We had scant grounds to treat Ramavatar’s obdurate strategy with skepticism, but it’d be a costly miss if the tiger thought differently and outsmarted this wily old player. What if the tiger weren’t in the mood to conform to his usual behaviour today? It was a gamble, perhaps a highly calculated one, Ramavatar might say. It was also a matter of intuitive belief overriding hardcore rationality. Logic has its place but the man of the wilderness uses it less often than the sixth sense he’s so consummately blessed with. Everything became calm in a couple of minutes and we found ourselves relaxing again.
I had my lens mounted on the monopod and had set it up to get a decent angle, should the tiger decide to put in an appearance. I checked the light and found it to be very poor, so I pushed the ISO to 800 and looked through the lens to study the composition when I felt a hand pressed on my shoulder. And then those magical words were whispered: “Tiger aaraha hai!”
This singular utterance had not in the least bit a moderate effect on my vital signs. It is just as well that in the biological scheme of things my heart was encaged in a sound casing of ribs and flesh, for any less fortified a configuration would have proved too frail in preventing it from popping right out like the parrot that breaks open its windows and sounds out the hour in an alarm clock. Beating wildly like the dance steps of an inebriated party-animal, it fluttered with random orientation, as though swept by a gale, levying a heavy toll on my oral moisture, and dehumidifying my throat with remarkable effectiveness in less than an instant.
So anxious was I to capture the moment that caused this bodily upheaval that I never looked with my naked eye! My vision was glued to the viewfinder with something of a celestial permanence, and it took about three seconds for the tiger to walk into the frame. Slowly he emerged from behind the bushes, but his gait was purposeful. When he saw our vehicle, which was the only one there, he paused for an infinitesimal moment to evaluate the situation, and decided to keep his course but for good measure issue us a silent snarl! Then he continued to walk, only once more looking in our direction as in this sub-optimal photograph, and stepped on to the sandy path and crossed over to the jungle on the left.
|The tiger walks.|
We pursued him for another two minutes, during which we could see him walking through the bushes, all his enormity melting into the surroundings as effortlessly as a sugar cube in boiling tea.

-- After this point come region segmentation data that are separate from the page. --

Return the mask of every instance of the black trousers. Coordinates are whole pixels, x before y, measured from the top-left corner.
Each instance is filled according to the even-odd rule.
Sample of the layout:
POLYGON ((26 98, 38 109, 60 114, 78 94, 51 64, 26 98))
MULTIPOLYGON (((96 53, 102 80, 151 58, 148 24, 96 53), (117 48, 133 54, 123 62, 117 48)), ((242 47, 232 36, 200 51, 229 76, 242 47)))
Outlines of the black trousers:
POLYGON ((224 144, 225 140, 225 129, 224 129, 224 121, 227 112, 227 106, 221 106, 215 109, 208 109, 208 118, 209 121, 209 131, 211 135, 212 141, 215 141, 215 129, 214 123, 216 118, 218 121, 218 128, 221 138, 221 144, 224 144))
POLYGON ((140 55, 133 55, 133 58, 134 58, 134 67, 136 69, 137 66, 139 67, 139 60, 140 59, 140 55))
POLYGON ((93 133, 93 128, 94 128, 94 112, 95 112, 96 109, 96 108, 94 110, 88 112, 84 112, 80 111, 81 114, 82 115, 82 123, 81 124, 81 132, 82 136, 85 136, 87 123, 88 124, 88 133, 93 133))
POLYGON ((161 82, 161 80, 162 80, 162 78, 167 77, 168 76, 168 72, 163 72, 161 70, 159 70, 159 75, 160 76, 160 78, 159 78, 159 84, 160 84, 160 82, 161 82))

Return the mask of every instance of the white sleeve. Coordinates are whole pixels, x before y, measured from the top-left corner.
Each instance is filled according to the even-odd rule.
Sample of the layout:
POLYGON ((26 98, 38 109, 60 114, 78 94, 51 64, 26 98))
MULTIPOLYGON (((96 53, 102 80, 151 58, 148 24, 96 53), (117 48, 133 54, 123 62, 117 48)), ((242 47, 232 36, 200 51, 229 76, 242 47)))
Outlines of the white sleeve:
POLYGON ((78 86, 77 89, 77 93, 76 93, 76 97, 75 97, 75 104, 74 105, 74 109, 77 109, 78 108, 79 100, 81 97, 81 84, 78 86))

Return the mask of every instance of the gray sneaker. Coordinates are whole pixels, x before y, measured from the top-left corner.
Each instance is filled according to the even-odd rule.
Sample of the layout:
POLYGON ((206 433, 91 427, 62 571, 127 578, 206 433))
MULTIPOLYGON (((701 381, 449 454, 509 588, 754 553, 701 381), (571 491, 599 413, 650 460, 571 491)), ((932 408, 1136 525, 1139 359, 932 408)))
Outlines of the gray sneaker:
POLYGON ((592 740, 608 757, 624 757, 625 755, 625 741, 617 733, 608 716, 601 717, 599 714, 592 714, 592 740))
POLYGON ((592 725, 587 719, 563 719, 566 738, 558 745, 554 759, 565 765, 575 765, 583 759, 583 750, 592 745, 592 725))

Off the path a herd of sambhar spotted his dreaded form and belled out with skull-cracking resonance, as every creature in the vicinity was apprised of the lurking danger to their fragile lives, as into the darkness of the forest disappeared the creature of many a reverie and nightmare.
“Maine kaha na, yaheen aayega? Jab ye tiger sirf teen mahine ka tha tabse dekh rahahoon ise,” Ramavatar gloated justifiably. When every other driver had rushed to the source of the alarm calls, Ramavatar had quietly stayed back, fully aware that if we hadn’t seen a tiger, he’d be guilty of not having followed the herd. He knew better. And even as we stared with agape mouths at this sensational piece of tracking, the only expression that greeted us was Ramavatar’s nonchalant, content smile.
I wouldn’t have considered it incongruous had he even laughed in thrall, for he had made the difference between a dream unseen and a tale for posterity by showing us what happens when a tiger walks.